Virtualization Pro

Oct 6 2008   5:56PM GMT

VMware updates storage and SAN compatibility guides

Rick Vanover Rick Vanover Profile: Rick Vanover

On October 1, VMware posted two important documentation updates related to the storage and compatibility guides for VI3 environments. The most visible indicator is that VMware has split the compatibility guides for ESX Server 3.0.X and ESX Server 3.5 including ESX Server 3i into separate guides. Both guides are available from the VMware website as a PDF. Here are links to both the ESX Server 3.0.X and ESX Server 3.5 and 3i guides.

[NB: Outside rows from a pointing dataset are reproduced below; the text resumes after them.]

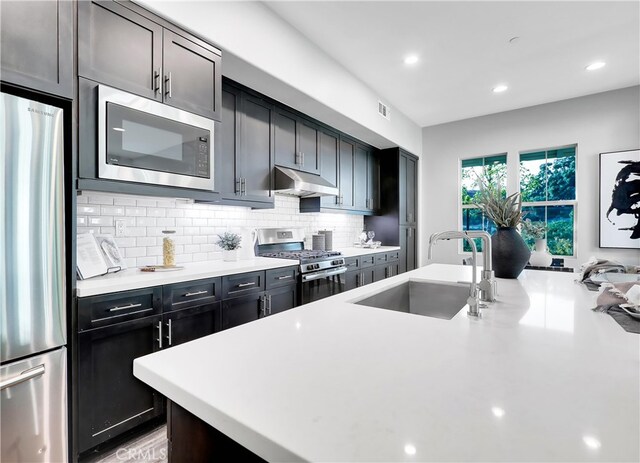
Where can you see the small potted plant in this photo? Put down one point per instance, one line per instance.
(229, 243)
(509, 252)
(537, 232)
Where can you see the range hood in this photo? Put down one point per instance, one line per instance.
(297, 183)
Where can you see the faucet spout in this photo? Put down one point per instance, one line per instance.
(472, 300)
(488, 286)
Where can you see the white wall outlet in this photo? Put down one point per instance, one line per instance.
(121, 227)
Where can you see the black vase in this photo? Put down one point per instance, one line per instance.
(509, 253)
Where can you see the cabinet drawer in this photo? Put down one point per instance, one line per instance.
(107, 309)
(281, 277)
(367, 261)
(352, 263)
(393, 256)
(244, 283)
(380, 258)
(190, 294)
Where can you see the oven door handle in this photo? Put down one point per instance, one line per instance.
(328, 273)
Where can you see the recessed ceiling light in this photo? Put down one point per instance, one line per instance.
(596, 65)
(411, 59)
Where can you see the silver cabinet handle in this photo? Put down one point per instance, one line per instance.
(167, 81)
(26, 375)
(159, 334)
(124, 307)
(197, 293)
(156, 80)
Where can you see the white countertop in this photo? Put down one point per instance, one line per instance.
(540, 377)
(354, 252)
(133, 278)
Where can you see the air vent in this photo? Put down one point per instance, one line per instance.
(383, 110)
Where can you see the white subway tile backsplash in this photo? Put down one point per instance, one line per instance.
(136, 211)
(88, 210)
(112, 210)
(196, 225)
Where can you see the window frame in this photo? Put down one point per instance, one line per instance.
(461, 206)
(564, 202)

The support matrix for storage and SAN configuration is an absolutely critical component to planning additional storage purchases or expanding current environments. Among my small circle of peers, I have been a little critical of VMware for releasing documentation that covers ESX 3 in a blanket format. This is a big step in the right direction, as the supported environments and their functionality vary by platform which was the crux of my frustration with blanket documentation.

This split in documentation is likely due to ESX 3i and Storage VMotion related supported environments. At first glance at the two guides they seem similar, but the following was taken from the 3.5 and 3i guide:

You will note that this guide is sparsely populated at present. The reason for this is that storage arrays require re-certification for ESX Server 3.5 and ESX Server3i, and while many re-certifications are in process or planned, relatively few have been fully completed to date. In contrast, servers and I/O devices do not require re-certification.

While this is somewhat of a surprise for a nearly 11-month-old product line, I still welcome the split documentation. Be sure to check these guides when making storage related infrastructure decisions, as they change frequently and based on the excerpt above should be updated. VMware’s supported configurations for storage are important to not only deliver a solution that works as expected, but to lay the framework for the virtual machine file system or VMFS, which I touched on during a prior blog post of why the proprietary drivers are important.